Apache hive consist of two major component: HiveServer and Hive Metastore. HiveServer is sql engine which run on the hadoop ecosystem. HiveMetastore is a catalog which stores databases and tables information.

Hive Metastore

Metastore needs a relational database backend. I used an external (outside of Kubernetes cluster) postgresql server. The official Hive docker image doesn't contain postgresql driver. To overcome this issue we need to build a custom hive image.

Docker Image

First, download required driver. If you want to use different relational database you should download related driver. You can find postgre and mysql driver in my repository.

curl -fLo files/postgres.jar https://repo1.maven.org/maven2/org/postgresql/postgresql/42.7.4/postgresql-42.7.4.jar

Create a Dockerfile like following.

Tip

krb5-config and krb5-user packages are optional. If you want to run kerberos client commands like kinit, klist inside the container, you should install these packages.
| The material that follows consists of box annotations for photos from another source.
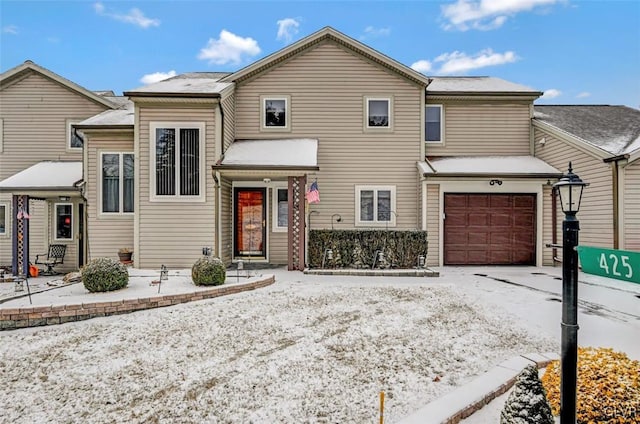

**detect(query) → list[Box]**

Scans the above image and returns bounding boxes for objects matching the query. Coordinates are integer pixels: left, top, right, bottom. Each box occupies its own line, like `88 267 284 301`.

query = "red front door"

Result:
233 187 267 258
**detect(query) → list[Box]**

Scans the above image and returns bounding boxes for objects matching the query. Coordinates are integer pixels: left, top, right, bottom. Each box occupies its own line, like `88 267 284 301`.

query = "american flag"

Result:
305 181 320 203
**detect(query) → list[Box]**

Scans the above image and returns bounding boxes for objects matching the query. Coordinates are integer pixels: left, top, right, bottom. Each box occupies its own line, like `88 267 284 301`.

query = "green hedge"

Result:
309 230 427 269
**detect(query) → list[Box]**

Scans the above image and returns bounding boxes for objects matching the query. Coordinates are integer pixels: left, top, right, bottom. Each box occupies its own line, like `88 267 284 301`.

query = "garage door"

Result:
444 193 536 265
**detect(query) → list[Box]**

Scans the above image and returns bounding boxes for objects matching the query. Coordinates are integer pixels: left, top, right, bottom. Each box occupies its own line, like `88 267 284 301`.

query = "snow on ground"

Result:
0 273 557 423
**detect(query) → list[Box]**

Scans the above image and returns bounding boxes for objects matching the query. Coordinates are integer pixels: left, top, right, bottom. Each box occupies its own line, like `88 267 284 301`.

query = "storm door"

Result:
233 187 267 258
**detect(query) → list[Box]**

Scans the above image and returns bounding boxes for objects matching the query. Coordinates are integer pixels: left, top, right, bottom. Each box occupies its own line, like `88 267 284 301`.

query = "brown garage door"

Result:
444 193 536 265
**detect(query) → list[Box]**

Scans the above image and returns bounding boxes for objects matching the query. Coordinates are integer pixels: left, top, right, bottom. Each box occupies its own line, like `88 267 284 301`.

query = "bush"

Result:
82 258 129 293
542 347 640 423
500 365 555 424
191 256 227 286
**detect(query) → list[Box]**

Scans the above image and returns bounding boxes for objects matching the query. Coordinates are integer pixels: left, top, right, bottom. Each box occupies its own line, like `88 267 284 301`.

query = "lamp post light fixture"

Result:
554 162 589 424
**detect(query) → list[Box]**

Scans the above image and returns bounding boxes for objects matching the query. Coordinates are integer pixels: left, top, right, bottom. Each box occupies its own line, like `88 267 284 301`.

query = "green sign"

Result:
578 246 640 283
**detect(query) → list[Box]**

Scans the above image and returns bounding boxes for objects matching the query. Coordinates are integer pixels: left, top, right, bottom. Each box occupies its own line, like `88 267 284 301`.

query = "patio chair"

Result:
35 244 67 275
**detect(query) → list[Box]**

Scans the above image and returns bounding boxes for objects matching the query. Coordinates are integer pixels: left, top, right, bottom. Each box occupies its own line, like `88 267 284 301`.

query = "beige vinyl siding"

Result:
85 131 137 259
222 93 236 151
219 178 233 265
427 184 440 266
426 99 531 156
535 128 613 248
0 73 106 269
236 41 424 229
134 105 215 268
621 161 640 252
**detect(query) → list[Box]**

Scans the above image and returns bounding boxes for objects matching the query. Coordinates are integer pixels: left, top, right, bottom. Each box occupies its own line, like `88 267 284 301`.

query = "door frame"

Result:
231 185 270 262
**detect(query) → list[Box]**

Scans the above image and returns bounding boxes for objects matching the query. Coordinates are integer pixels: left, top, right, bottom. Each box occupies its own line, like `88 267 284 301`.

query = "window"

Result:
0 203 9 236
273 187 289 232
150 123 205 201
54 203 73 240
260 96 291 131
100 153 134 213
356 186 396 226
366 97 391 128
67 119 85 150
424 105 443 143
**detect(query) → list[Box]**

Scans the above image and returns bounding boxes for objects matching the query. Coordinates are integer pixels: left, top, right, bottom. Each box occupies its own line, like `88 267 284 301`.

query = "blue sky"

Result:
0 0 640 108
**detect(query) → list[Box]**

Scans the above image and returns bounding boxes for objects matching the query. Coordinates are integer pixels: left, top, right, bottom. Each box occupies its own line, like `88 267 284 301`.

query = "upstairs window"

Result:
424 105 443 143
366 97 391 128
356 186 396 226
151 123 205 201
100 153 134 214
261 96 291 131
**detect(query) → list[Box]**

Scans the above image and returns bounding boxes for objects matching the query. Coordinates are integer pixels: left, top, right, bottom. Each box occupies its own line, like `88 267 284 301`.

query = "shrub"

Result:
542 347 640 423
82 258 129 293
500 365 555 424
191 256 227 286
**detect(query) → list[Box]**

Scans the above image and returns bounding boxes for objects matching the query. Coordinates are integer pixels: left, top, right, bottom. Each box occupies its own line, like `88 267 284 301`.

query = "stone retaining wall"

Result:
0 275 275 330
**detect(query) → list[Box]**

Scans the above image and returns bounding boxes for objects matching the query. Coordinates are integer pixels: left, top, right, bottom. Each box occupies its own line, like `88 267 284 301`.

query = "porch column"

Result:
11 194 29 275
287 176 307 271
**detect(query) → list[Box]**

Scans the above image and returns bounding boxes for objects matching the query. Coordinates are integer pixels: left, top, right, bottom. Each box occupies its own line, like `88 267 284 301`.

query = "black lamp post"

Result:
554 162 589 424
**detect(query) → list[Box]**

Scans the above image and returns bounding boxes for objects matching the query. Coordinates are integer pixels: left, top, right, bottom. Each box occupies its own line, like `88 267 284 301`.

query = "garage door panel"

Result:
444 193 536 265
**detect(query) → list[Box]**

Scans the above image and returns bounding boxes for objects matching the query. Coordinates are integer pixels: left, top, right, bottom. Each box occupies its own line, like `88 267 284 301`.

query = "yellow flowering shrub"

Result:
542 347 640 424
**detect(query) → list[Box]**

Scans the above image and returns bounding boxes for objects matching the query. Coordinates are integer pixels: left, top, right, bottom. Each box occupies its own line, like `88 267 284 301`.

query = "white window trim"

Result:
65 118 87 152
98 151 136 217
149 122 206 202
0 202 11 238
53 202 74 242
363 96 393 132
355 185 396 228
271 184 289 233
423 104 444 144
260 94 291 132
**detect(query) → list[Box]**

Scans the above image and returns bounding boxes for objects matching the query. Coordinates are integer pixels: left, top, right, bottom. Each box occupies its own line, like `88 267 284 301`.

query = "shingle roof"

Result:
534 105 640 155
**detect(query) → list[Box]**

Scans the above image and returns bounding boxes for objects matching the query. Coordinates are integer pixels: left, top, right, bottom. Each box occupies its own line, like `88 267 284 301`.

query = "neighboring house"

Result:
533 105 640 251
0 28 635 269
0 61 124 270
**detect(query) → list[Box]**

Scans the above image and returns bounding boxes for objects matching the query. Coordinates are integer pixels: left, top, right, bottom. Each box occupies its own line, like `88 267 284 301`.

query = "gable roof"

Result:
534 105 640 156
0 60 117 109
220 27 430 86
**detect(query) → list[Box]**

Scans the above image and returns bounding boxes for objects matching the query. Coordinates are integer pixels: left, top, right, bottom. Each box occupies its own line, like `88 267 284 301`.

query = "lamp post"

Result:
554 162 589 424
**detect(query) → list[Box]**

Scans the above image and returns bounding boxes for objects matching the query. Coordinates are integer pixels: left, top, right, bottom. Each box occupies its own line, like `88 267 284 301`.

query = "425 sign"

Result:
578 246 640 283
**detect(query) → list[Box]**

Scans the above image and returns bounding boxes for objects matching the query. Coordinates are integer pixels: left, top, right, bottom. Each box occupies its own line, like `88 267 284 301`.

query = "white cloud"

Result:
276 18 300 43
93 2 160 28
541 88 562 99
360 25 391 40
411 60 431 74
434 49 518 75
198 29 261 65
2 25 18 35
140 71 177 84
441 0 563 31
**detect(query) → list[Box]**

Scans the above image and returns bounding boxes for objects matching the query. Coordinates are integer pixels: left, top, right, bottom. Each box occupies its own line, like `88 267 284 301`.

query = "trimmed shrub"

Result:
191 256 227 286
82 258 129 293
500 365 555 424
542 347 640 424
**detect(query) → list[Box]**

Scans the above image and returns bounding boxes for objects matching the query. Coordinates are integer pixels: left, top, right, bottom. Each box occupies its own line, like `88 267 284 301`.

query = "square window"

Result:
367 98 391 128
424 105 443 143
54 203 73 240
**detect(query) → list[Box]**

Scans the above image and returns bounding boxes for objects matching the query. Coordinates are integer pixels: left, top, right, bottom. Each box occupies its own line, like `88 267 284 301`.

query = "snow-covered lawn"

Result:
0 277 557 423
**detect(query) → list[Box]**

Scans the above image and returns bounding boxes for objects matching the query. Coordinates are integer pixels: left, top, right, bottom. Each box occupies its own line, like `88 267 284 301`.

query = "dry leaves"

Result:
542 347 640 424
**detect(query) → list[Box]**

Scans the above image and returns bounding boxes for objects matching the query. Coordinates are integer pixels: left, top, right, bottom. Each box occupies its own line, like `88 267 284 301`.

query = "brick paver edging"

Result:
0 275 275 330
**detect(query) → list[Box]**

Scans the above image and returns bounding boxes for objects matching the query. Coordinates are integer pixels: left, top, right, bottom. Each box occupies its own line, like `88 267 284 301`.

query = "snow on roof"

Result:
77 101 135 126
0 161 82 190
427 77 540 95
222 138 318 167
125 72 232 94
534 105 640 155
418 156 562 176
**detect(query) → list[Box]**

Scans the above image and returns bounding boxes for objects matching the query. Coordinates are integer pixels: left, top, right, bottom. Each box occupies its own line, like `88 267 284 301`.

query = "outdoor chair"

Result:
36 244 67 275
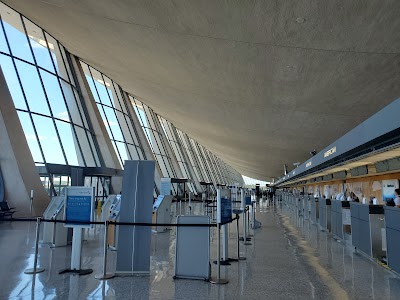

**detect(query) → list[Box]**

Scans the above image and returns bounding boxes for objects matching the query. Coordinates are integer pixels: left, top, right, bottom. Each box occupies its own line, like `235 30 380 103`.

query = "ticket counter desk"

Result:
318 198 331 232
304 195 314 220
350 202 386 259
331 200 351 243
384 206 400 274
310 197 319 224
297 195 304 216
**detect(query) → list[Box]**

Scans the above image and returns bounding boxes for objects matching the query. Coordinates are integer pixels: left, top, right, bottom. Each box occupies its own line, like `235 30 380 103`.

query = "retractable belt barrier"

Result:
10 215 239 280
9 217 241 227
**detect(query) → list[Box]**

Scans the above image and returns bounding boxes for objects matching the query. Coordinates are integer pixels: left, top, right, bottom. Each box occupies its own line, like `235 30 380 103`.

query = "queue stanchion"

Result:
94 221 115 280
210 223 229 284
236 212 246 260
210 189 229 284
24 217 44 274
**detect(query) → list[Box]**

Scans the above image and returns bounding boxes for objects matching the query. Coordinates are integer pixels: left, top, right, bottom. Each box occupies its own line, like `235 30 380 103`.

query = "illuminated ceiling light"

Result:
28 35 54 50
296 18 306 24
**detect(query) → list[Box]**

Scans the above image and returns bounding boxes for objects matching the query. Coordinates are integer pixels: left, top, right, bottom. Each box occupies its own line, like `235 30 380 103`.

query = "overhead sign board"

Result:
245 195 251 205
217 189 232 223
64 186 94 228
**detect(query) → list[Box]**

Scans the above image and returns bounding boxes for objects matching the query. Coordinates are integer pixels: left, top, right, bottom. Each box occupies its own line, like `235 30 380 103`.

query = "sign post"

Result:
59 186 94 275
210 188 232 284
240 189 251 245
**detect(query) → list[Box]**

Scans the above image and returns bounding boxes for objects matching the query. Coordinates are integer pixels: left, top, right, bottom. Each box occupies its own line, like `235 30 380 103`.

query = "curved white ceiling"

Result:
4 0 400 180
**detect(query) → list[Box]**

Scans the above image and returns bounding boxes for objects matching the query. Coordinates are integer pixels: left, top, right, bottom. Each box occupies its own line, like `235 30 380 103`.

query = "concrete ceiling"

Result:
4 0 400 180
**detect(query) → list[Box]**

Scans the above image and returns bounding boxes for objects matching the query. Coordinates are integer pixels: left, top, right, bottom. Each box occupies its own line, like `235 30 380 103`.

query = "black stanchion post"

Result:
236 214 246 260
95 221 115 280
24 217 44 274
210 223 229 284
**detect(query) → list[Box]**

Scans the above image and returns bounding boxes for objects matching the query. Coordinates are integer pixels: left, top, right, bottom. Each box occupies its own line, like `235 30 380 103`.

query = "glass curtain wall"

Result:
0 2 244 195
176 129 208 186
158 116 199 194
0 3 102 195
129 96 178 193
81 61 146 166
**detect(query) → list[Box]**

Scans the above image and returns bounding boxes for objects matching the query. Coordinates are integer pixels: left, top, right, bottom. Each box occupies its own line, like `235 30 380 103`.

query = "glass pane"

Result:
61 80 83 126
97 104 113 139
86 131 101 167
33 115 65 164
0 3 33 63
72 88 89 128
56 44 76 86
24 18 55 73
90 68 113 107
0 54 27 110
116 142 130 163
45 33 72 82
40 70 70 122
56 120 79 166
128 145 143 160
103 106 124 142
15 60 50 116
18 111 44 163
82 73 101 103
75 126 99 167
0 20 10 53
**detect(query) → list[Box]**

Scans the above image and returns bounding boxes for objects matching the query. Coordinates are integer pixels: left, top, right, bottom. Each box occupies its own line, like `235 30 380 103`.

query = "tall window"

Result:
176 129 207 181
159 116 199 194
129 96 178 193
81 62 146 166
0 3 101 166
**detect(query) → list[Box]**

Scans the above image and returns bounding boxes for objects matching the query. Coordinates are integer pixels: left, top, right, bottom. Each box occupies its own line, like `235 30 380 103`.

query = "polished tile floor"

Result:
0 200 400 300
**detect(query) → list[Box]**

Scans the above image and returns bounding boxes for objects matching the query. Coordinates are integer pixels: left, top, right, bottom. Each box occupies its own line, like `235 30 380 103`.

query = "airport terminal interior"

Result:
0 0 400 300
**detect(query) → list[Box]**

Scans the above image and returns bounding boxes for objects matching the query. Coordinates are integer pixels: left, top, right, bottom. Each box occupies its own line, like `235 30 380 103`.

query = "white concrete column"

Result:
0 67 50 216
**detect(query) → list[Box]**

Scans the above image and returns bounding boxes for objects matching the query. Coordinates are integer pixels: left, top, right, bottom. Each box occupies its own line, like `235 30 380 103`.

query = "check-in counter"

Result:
303 195 310 220
331 200 351 240
297 195 304 216
318 198 331 232
350 202 385 259
384 206 400 274
310 197 319 224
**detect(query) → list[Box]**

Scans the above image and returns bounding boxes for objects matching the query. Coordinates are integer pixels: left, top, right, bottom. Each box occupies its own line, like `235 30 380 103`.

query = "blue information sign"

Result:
221 197 232 223
245 196 251 205
64 187 93 227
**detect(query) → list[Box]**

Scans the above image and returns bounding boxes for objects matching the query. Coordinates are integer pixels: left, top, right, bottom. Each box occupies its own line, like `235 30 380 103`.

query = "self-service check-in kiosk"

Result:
318 198 331 232
43 196 71 247
153 195 173 232
102 195 121 250
331 200 351 243
384 206 400 274
101 195 117 222
350 202 386 259
310 196 319 224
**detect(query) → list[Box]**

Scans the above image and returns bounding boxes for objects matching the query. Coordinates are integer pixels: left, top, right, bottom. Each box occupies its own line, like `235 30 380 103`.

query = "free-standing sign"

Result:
245 195 251 205
64 186 94 228
217 189 232 223
382 179 399 201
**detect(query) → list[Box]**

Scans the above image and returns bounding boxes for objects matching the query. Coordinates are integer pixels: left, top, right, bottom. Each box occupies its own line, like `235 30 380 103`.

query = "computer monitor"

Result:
385 198 396 206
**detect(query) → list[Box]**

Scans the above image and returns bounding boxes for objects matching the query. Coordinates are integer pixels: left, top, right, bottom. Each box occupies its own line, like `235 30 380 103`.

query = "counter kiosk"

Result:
303 195 311 220
298 195 304 216
384 206 400 274
331 200 351 241
350 202 385 259
310 196 319 224
318 198 331 232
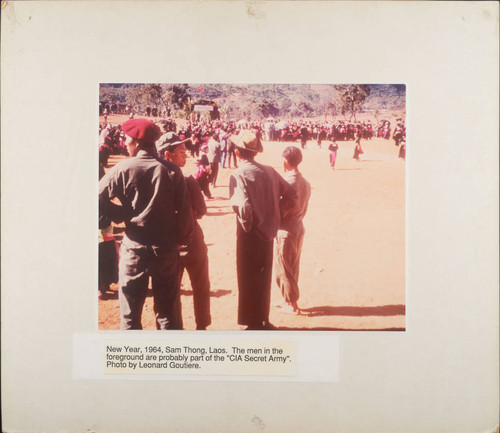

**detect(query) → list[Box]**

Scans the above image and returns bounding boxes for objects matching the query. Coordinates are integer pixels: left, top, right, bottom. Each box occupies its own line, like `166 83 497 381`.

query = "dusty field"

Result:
99 115 405 330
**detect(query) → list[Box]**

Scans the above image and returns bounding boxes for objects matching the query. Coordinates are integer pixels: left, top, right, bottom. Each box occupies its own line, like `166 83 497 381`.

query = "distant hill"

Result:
100 83 406 119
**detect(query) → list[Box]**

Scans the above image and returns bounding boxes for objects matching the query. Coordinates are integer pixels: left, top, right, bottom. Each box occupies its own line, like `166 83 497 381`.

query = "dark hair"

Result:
282 146 302 168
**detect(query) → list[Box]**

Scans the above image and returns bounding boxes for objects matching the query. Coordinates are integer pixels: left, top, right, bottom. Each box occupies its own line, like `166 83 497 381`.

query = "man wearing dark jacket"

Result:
99 119 192 329
164 141 212 330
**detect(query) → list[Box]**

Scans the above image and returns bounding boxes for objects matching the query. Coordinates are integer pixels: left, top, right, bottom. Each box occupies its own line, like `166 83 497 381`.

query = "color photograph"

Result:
96 83 406 331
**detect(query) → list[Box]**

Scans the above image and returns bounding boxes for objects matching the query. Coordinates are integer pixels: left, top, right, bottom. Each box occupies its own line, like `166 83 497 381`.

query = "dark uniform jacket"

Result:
99 147 193 249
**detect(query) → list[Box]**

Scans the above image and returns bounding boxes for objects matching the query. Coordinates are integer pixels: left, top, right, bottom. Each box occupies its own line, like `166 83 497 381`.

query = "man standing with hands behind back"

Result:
99 119 192 329
229 131 296 330
158 140 212 331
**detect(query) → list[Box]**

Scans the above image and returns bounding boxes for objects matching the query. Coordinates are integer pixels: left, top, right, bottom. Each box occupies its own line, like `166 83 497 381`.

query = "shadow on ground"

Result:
300 305 406 317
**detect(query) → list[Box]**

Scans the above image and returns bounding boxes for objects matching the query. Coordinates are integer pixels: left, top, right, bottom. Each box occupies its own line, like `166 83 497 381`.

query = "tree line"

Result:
99 83 406 119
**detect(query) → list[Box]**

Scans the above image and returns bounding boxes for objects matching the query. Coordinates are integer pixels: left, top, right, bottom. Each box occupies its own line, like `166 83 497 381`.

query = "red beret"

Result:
122 119 161 143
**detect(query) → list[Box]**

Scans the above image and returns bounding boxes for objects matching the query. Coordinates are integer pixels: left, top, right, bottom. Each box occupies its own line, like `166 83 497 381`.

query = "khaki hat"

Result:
231 131 264 153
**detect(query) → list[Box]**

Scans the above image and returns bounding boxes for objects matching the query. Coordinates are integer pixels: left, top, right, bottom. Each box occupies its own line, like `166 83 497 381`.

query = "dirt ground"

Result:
98 115 405 331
Also we have created hive user home folder to avoid some errors.

FROM apache/hive:4.0.1
COPY files/postgres.jar /opt/hive/lib/postgres.jar
# Mysql: COPY files/mysql.jar /opt/hive/lib/mysql.jar

USER root

RUN apt-get update && \
DEBIAN_FRONTEND=noninteractive apt-get -qq -y install krb5-config krb5-user

RUN mkdir -p /home/hive
RUN chown -R hive:hive /home/hive
USER hive

Then build and push it

docker build -t kube5:30123/custom/hive:4.0.1 .
docker push kube5:30123/custom/hive:4.0.1

Tip

You should use your own custom docker registry or docker hub account.

Kerberos Settings

Hive needs following principal for kerberos authentication:

hive/metastore.company.bigdata.svc.cluster.local@HOMELDAP.ORG
You should create a keytab file for the principal. Then you should deploy it as Secret, you can use ktutil tool to create keytab.

kubectl create -n bigdata secret generic keytab-hive --from-file=./files/hive.keytab

HDFS Connection

Create required HDFS directories:

hdfs dfs -mkdir /tmp
hdfs dfs -mkdir /warehouse
hdfs dfs -mkdir /warehouse/external
hdfs dfs -mkdir /warehouse/managed
hdfs dfs -mkdir -p /opt/hive/scratch_dir # you can change this path in hive-site.xml
Set permission for these directories

hdfs dfs -chmod 777 /tmp
hdfs dfs -setfacl -R -m user:hive:rwx /warehouse
hdfs dfs -setfacl -R -m user:hive:rwx /opt/hive/scratch_dir

Add following configurations to Hadoop core-site.xml:

...
   <property>
      <name>hadoop.proxyuser.hive.hosts</name>
      <value>*</value>
   </property>
   <property>
      <name>hadoop.proxyuser.hive.groups</name>
      <value>*</value>
   </property>
   <property>
      <name>hadoop.proxyuser.hive.users</name>
      <value>*</value>
   </property>
...

Deployment

Tip

As Hive Metastore is a stateless service, you can deploy it as a Deployment.

Configs

Tip

Hive server requires YARN kerberos principal to set. Otherwise It returns "Can't get Master Kerberos principal for use as renewer" error.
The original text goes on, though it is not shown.